Multi-modality web video categorization

  • Authors:
  • Linjun Yang;Jiemin Liu;Xiaokang Yang;Xian-Sheng Hua

  • Affiliations:
  • Microsoft Research Asia, Beijing, China;Shanghai Jiaotong University, Shanghai, China;Shanghai Jiaotong University, Shanghai, China;Microsoft Research Asia, Beijing, China

  • Venue:
  • Proceedings of the international workshop on Workshop on multimedia information retrieval
  • Year:
  • 2007

Quantified Score

Hi-index 0.00

Visualization

Abstract

This paper reports a first comprehensive study and large-scale test on web video (so-called user generated video or micro video) categorization. Observing that web videos are characterized by a much higher diversity of quality, subject, style, and genres compared with traditional video programs, we focus on studying the effectiveness of different modalities in dealing with such high variation.
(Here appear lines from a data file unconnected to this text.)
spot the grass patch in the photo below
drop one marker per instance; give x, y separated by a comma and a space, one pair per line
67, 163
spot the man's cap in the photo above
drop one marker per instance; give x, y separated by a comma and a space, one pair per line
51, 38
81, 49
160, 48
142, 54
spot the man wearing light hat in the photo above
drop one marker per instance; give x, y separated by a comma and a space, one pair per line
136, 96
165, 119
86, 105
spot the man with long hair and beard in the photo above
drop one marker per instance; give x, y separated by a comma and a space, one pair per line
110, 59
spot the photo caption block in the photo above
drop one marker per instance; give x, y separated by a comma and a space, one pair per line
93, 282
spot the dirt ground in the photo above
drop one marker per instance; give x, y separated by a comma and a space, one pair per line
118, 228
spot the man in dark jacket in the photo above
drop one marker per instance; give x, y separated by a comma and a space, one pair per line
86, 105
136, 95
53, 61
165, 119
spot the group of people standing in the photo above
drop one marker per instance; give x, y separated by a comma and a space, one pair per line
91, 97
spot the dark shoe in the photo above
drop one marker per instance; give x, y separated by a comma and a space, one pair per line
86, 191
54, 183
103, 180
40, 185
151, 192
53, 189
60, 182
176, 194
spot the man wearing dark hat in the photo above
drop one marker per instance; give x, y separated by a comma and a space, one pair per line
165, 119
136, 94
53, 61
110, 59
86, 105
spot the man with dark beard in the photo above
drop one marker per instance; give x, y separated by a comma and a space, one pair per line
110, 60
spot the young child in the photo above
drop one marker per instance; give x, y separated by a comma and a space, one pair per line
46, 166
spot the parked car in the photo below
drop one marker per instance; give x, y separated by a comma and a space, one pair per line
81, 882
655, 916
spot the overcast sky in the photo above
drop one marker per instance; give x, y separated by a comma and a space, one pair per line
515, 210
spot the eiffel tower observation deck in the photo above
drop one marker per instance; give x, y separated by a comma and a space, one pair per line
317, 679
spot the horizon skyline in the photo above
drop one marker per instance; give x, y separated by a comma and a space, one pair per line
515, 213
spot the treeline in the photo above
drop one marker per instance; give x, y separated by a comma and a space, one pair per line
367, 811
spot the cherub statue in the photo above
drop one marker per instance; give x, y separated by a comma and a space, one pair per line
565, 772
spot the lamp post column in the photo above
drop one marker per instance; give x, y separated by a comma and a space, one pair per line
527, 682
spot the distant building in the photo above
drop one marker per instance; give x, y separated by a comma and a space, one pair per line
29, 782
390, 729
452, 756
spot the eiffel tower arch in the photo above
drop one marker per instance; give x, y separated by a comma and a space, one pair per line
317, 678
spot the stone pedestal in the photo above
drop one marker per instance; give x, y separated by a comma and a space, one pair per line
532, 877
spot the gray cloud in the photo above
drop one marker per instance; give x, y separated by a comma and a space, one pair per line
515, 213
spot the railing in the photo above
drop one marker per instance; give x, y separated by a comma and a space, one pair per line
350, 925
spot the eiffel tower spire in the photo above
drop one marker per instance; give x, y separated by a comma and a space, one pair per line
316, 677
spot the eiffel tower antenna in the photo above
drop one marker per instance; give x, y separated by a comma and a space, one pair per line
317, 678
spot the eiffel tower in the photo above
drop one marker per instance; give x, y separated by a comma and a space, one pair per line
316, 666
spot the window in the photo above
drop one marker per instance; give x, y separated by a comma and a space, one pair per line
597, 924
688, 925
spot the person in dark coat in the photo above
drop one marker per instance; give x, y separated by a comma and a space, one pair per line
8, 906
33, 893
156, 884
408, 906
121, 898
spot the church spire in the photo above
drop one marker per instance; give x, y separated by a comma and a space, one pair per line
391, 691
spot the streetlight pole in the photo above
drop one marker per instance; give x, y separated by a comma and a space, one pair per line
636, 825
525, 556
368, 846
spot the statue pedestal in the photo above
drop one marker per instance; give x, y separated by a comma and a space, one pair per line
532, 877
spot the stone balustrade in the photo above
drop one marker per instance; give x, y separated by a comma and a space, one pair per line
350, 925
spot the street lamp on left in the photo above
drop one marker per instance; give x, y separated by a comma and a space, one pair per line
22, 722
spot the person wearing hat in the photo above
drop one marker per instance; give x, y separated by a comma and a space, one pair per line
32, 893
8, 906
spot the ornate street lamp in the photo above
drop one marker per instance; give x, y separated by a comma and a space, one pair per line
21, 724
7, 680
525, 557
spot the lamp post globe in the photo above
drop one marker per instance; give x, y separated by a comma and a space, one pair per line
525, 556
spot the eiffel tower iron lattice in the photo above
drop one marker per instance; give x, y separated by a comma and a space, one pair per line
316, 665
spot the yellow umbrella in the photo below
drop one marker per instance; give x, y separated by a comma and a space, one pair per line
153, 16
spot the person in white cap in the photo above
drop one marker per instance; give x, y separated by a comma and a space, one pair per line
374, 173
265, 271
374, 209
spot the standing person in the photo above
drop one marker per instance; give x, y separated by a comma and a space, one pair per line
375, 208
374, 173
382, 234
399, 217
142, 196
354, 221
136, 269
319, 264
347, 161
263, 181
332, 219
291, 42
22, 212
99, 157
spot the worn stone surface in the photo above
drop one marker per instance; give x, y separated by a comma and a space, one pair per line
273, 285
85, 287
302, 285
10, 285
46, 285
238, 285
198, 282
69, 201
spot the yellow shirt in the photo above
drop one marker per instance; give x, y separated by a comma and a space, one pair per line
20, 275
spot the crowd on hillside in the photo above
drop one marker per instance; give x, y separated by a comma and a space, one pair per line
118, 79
Specifically, we propose two novel modalities including a semantic modality and a surrounding text modality, as effective complements to most commonly used low-level features. The semantic modality includes three feature representations, i.e., concept histogram, visual word vector model and visual word Latent Semantic Analysis (LSA), while text modality includes the titles, descriptions and tags of web videos. We conduct a set of comprehensive experiments for evaluating the effectiveness of the proposed feature representations over different classifiers such as Support Vector Machine (SVM), Gaussian Mixture Model (GMM) and Manifold Ranking (MR). Our experiments on a large-scale dataset with 11k web videos (nearly 450 hours in total) demonstrate that (1) the proposed multimodal feature representation is effective for web video categorization, and (2) SVM outperforms GMM and MR on nearly all the modalities.